Scott Jaschik writes at Inside Higher Education that although most faculty members would deny that physical appearance is a legitimate criterion in grading, a study finds that among similarly qualified female students, those who are physically attractive earn better grades than less attractive female students. For male students, there is no significant relationship between attractiveness and grades. The results hold true whether the faculty member is a man or a woman.
The researchers obtained student identification photographs for students at Metropolitan State University of Denver and had the attractiveness rated, on a scale of 1-10, of all the students. Then they examined 168,092 course grades awarded to the students, using factors such as ACT scores to control for student academic ability. For female students, an increase of one standard deviation in attractiveness was associated with a 0.024 increase in grade (on a 4.0 scale).
The results mirror a similar study that found that those who are attractive in high school are more likely to go on to earn a four-year college degree. Hernández-Julián says that he found the results of the Metro State study “troubling” and says that there are two possible explanations: “Is it that professors invest more time and energy into the better-looking students, helping them learn more and earn the higher grades? Or do professors simply reward the appearance with higher grades given identical performance? The likely answer, given our growing understanding of the prevalence of implicit biases, is that professors make small adjustments on both of these margins."
(Score: 2) by VLM on Thursday January 07 2016, @04:55PM
Also applies to the dreaded group work. Ideal scenario to demonstrate the effect is a group work project hottie surrounded by a cloud of beta orbiter types trying to show off by trying hard.
More than a decade ago when I was in school, group work meant you'd take a task that would take one person one week, assign it to a team of five, give them two weeks, and watch them fail as they play a bluffing game waiting to see who will do all the work and finally the loser of the game does all the work by themselves slapping some crap together the night before its due.
It was funny watching the teen kids whining about it being idiotic and nobody would ever do something that dumb, and I'm trying to explain thats how it works out in corporate america. I've been on plenty of teams that meet for 10, even 20 person-year total and only accomplish about 1 person-week of actual production.
Anyway "sit there and look pretty while the guys in the group flirt with you" is a thing for education and corporate groups.
(Score: 4, Interesting) by danmars on Thursday January 07 2016, @05:45PM
Came here to say "group work" - the summary doesn't say whether this is exclusively including classes with no group work or presentations. It's entirely plausible that attractive female students would have other group members try harder to try to attract attention, or other students who would rate them higher on peer evaluations. This would also explain why the professor's gender is unimportant - the people who matter are the fellow students, not the professors. Group work in online classes doesn't include the in-person interactions which may create that difference between the students, which would explain why they lack the difference.
Also, there's the possibility others have mentioned that the attractive female students are getting more tutoring help from people who are interested in them, but I don't think that explains the online-equality component as well as group work and presentations do.
So, while interesting, it doesn't tell us why the attractiveness may matter.
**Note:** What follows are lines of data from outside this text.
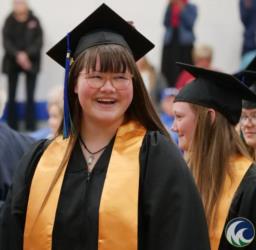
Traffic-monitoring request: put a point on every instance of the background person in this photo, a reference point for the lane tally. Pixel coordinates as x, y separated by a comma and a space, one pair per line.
247, 10
179, 37
22, 41
13, 145
110, 179
206, 112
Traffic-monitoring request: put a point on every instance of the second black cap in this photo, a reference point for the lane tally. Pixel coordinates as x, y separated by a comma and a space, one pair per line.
217, 90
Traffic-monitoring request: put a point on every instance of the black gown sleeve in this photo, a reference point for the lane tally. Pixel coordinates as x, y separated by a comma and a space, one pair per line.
13, 212
171, 215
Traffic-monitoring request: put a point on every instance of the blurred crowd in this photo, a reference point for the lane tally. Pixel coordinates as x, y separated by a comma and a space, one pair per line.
209, 114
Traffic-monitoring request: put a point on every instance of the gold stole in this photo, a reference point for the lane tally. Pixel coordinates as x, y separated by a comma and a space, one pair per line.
118, 214
239, 167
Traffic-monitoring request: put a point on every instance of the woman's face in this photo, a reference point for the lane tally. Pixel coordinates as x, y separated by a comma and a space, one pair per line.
106, 104
184, 124
248, 126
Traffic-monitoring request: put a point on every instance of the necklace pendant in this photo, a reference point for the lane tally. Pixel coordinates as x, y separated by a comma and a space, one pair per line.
90, 159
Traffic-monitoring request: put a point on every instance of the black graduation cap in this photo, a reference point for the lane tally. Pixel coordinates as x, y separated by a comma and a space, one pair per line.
217, 90
103, 26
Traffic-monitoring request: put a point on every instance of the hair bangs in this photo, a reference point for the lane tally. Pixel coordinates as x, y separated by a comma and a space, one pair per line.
112, 58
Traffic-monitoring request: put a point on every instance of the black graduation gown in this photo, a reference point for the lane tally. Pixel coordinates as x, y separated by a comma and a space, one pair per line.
243, 205
170, 212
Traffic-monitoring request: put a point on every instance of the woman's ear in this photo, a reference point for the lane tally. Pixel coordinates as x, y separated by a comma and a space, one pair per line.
212, 114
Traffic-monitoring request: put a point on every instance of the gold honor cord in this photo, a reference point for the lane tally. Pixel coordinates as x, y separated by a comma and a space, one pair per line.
118, 219
119, 202
40, 217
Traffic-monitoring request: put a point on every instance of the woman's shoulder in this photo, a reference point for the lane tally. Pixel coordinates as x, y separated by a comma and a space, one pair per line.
160, 153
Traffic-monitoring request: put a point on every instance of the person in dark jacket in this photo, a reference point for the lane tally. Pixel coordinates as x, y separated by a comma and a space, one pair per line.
22, 41
13, 145
179, 20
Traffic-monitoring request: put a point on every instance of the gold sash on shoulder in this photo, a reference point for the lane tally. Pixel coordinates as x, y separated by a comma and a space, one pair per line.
118, 214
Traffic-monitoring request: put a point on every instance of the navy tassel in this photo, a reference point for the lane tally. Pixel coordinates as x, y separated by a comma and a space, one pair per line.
67, 118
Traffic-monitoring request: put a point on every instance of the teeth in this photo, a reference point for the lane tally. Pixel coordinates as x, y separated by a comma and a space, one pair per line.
106, 100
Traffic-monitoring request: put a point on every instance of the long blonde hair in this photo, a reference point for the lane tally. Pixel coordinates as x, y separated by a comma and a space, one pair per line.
213, 143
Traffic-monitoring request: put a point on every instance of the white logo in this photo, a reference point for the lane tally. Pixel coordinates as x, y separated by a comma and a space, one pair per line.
240, 232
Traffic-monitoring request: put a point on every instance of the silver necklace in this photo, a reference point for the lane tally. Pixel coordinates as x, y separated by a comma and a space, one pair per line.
92, 154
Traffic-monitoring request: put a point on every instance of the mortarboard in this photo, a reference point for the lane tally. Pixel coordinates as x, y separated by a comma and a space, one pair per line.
169, 92
103, 26
248, 76
217, 90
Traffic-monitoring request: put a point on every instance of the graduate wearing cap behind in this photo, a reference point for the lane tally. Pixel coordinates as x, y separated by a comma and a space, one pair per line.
116, 181
206, 112
248, 117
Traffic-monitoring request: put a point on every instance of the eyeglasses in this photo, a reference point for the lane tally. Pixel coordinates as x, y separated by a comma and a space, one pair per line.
97, 80
251, 118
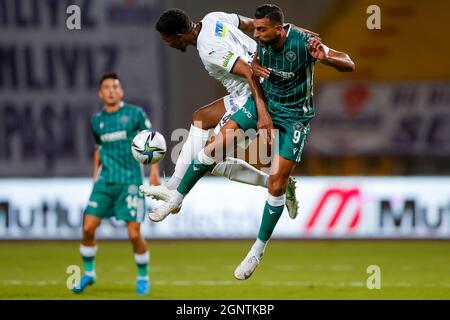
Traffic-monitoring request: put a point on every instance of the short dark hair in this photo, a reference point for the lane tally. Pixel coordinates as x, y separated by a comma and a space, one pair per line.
172, 22
108, 75
271, 12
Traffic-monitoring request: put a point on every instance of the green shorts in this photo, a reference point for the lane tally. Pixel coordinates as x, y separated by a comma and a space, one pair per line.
292, 129
123, 201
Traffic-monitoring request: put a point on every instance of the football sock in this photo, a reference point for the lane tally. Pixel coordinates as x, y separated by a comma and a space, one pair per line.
240, 171
272, 213
142, 261
198, 168
88, 256
195, 142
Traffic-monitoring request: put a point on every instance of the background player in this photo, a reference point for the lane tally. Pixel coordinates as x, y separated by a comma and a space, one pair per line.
289, 55
117, 176
226, 53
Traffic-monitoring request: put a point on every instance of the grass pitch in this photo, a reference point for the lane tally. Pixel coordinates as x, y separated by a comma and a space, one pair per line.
204, 270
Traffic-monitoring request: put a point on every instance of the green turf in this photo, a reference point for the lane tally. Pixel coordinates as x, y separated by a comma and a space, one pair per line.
204, 270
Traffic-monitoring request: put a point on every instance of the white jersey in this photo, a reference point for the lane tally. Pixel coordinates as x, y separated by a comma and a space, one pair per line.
220, 44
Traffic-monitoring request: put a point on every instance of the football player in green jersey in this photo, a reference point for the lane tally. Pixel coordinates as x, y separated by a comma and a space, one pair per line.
280, 109
117, 177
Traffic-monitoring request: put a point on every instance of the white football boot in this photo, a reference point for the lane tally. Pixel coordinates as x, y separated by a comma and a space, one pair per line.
160, 192
172, 205
245, 269
291, 199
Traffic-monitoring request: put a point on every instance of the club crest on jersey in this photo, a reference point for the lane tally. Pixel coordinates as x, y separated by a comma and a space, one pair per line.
221, 30
291, 56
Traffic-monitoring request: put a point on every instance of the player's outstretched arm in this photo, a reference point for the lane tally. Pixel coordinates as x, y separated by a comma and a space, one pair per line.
154, 175
330, 57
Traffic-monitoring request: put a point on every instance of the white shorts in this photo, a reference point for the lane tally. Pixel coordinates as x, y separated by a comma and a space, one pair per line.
232, 104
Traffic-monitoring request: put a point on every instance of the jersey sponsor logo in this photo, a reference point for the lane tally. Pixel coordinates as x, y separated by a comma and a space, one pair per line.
282, 74
333, 204
221, 30
298, 126
291, 56
132, 189
227, 58
114, 136
247, 113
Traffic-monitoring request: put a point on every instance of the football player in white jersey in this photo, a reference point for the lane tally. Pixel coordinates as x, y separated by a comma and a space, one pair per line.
226, 52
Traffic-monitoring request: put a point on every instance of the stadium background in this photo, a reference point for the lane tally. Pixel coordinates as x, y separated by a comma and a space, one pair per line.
376, 165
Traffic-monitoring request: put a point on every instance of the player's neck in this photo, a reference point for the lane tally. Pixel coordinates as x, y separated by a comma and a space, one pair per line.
110, 108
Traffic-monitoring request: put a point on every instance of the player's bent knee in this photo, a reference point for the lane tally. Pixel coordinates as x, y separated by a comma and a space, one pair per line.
89, 232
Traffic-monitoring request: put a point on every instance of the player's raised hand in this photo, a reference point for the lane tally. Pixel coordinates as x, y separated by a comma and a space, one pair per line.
316, 49
259, 70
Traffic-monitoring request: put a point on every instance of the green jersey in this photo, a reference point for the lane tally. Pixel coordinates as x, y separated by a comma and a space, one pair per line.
113, 133
290, 84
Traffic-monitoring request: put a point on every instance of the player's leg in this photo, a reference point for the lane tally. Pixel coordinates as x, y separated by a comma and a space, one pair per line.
141, 257
88, 250
276, 199
231, 168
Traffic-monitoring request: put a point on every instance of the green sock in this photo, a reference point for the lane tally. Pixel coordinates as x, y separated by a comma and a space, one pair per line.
195, 171
272, 213
89, 264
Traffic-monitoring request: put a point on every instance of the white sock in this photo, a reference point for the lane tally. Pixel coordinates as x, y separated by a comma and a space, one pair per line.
240, 171
194, 143
258, 247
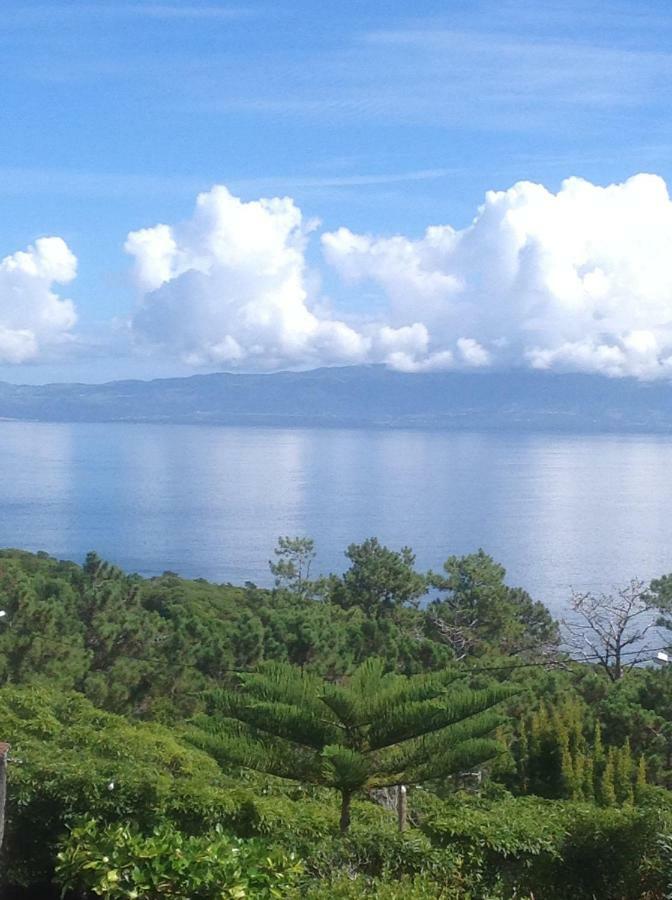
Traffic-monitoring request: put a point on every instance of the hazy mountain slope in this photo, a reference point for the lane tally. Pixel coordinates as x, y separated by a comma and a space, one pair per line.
359, 396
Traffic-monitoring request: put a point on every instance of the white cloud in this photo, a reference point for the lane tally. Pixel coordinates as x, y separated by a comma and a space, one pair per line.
228, 287
578, 280
32, 317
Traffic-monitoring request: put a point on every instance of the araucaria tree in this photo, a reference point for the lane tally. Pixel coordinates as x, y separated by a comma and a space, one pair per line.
374, 730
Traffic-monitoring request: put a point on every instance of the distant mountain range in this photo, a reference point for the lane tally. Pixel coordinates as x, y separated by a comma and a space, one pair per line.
359, 396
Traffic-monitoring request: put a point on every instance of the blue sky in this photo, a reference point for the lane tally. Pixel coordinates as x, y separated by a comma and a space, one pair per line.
381, 117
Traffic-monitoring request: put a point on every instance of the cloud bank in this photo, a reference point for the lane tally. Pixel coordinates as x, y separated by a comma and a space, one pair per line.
34, 319
229, 288
578, 280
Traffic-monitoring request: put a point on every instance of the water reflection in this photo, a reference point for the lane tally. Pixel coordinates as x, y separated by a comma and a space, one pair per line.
556, 510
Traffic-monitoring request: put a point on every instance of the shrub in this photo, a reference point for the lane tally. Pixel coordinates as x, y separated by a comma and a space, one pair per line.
119, 863
555, 849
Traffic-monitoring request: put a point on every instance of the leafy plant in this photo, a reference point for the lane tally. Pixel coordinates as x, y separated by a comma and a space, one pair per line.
119, 863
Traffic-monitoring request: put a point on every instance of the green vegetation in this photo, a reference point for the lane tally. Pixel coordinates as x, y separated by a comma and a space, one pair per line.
175, 738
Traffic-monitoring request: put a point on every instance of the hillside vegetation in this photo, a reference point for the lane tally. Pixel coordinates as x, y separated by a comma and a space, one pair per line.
383, 733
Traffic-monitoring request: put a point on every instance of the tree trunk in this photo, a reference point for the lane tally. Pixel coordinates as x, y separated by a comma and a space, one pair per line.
401, 806
4, 749
345, 811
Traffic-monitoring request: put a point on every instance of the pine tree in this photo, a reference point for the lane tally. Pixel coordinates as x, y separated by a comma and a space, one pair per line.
607, 782
640, 778
375, 730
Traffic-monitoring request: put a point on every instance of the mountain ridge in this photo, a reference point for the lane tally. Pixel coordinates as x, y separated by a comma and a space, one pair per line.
358, 396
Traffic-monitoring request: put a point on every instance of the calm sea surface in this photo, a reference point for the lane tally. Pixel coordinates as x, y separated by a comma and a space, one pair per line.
557, 511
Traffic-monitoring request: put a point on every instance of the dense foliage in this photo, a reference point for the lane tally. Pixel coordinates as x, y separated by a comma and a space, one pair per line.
179, 738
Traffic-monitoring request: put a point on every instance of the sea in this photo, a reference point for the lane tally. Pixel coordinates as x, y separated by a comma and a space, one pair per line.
560, 512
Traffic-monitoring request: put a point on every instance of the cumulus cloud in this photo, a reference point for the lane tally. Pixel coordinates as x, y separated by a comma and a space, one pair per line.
33, 317
575, 280
228, 287
578, 280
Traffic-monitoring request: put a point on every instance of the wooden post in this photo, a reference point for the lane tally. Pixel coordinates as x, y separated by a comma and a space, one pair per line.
4, 750
401, 807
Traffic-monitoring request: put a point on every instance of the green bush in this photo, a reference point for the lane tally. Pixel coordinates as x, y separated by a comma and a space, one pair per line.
555, 849
70, 760
119, 863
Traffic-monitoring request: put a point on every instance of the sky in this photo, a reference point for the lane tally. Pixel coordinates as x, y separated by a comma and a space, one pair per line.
255, 186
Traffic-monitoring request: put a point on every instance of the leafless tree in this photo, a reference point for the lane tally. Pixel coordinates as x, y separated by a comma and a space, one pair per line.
616, 631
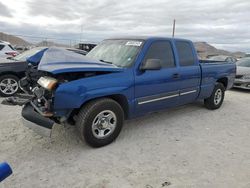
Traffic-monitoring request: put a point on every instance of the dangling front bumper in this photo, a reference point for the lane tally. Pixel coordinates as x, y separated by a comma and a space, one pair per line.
35, 121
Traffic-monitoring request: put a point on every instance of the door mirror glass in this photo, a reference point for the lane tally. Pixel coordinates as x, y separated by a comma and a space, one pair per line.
151, 64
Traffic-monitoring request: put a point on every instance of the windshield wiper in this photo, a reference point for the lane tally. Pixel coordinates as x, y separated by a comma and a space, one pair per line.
109, 62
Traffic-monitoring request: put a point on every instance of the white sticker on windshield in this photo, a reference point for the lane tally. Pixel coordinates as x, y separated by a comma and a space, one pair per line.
133, 43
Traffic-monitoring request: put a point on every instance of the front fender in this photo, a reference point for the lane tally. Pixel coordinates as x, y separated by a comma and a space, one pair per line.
74, 94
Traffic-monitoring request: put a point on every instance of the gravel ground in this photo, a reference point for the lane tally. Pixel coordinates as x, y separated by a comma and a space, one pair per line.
188, 146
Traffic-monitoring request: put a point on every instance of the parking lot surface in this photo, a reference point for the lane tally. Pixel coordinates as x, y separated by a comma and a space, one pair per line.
188, 146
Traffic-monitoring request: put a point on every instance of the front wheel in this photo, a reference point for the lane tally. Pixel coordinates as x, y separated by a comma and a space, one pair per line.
8, 85
217, 97
100, 121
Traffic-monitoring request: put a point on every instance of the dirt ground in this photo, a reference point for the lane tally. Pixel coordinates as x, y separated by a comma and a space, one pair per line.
188, 146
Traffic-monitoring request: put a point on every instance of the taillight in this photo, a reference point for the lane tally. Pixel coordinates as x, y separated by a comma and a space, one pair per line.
13, 54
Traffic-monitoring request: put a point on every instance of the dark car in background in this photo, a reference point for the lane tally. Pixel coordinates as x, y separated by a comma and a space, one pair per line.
12, 70
242, 78
223, 58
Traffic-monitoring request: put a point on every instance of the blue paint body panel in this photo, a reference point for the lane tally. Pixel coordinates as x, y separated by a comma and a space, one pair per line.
144, 91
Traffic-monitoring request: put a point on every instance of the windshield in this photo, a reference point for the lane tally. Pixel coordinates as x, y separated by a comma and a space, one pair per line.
121, 53
23, 56
244, 62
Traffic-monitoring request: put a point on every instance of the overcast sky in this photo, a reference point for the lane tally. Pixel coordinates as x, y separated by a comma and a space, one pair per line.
223, 23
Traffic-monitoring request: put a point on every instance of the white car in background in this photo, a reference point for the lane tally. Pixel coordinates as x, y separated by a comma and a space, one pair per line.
6, 50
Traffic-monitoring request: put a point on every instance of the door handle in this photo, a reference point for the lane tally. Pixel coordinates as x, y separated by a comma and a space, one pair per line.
176, 75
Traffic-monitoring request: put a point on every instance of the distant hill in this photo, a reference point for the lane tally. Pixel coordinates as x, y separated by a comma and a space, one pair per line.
13, 39
51, 43
205, 50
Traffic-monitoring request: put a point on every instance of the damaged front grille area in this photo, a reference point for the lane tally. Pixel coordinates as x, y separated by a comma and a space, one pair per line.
43, 101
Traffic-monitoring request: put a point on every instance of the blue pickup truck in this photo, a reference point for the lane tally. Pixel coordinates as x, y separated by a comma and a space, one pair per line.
119, 79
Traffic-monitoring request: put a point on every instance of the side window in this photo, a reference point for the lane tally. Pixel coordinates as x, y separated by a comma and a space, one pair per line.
161, 50
11, 47
1, 47
186, 56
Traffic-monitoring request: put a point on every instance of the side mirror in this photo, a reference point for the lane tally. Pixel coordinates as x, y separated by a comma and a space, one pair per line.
151, 64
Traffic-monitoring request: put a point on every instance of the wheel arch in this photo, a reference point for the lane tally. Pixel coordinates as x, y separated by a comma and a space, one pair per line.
119, 98
223, 81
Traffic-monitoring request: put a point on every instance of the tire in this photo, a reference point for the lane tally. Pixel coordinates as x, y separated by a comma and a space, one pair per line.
92, 121
216, 99
8, 85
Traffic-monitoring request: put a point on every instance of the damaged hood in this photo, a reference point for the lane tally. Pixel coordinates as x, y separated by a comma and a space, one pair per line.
57, 60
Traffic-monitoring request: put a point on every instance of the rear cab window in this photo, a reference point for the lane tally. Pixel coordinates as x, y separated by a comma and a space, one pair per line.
11, 47
185, 53
161, 50
1, 46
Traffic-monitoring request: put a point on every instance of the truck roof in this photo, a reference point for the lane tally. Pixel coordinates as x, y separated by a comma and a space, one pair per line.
148, 38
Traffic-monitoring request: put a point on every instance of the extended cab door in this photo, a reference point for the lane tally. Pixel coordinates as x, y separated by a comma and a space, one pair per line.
189, 71
157, 89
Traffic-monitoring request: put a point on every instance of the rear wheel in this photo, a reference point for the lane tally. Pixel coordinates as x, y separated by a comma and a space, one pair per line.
100, 121
217, 97
8, 85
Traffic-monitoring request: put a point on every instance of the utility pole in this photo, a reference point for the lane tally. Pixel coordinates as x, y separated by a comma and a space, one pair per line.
173, 29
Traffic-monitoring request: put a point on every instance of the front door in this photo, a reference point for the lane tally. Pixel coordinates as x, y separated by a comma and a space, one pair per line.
157, 89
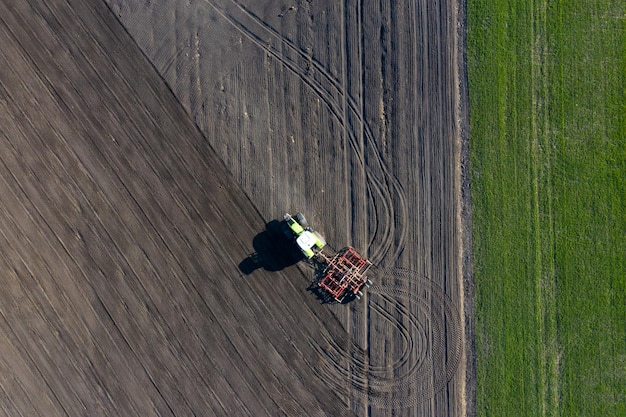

The linked article and summary pin the problem on the teacher, but we don't know that. It could easily be peers influencing the grades.
I'd be curious to know whether the effect exists in classes without any group work or peer evaluations.
(Score: 1) by driverless on Friday January 08 2016, @05:34AM
It could also be something completely different. The OP says that "there are two possible explanations", when there are actually three, with the third one being that they screwed up the methodology, failed to correct for one or more confounding factors, etc etc (an example being the widely-reported "result" that Asian students are being discriminated against for entry into certain colleges because ones who were admitted had higher GPAs than non-Asian students, when they were being scored on a whole range of things, only one of which was the GPA).
I'll wait for a later analysis that shows what they did wrong in this study.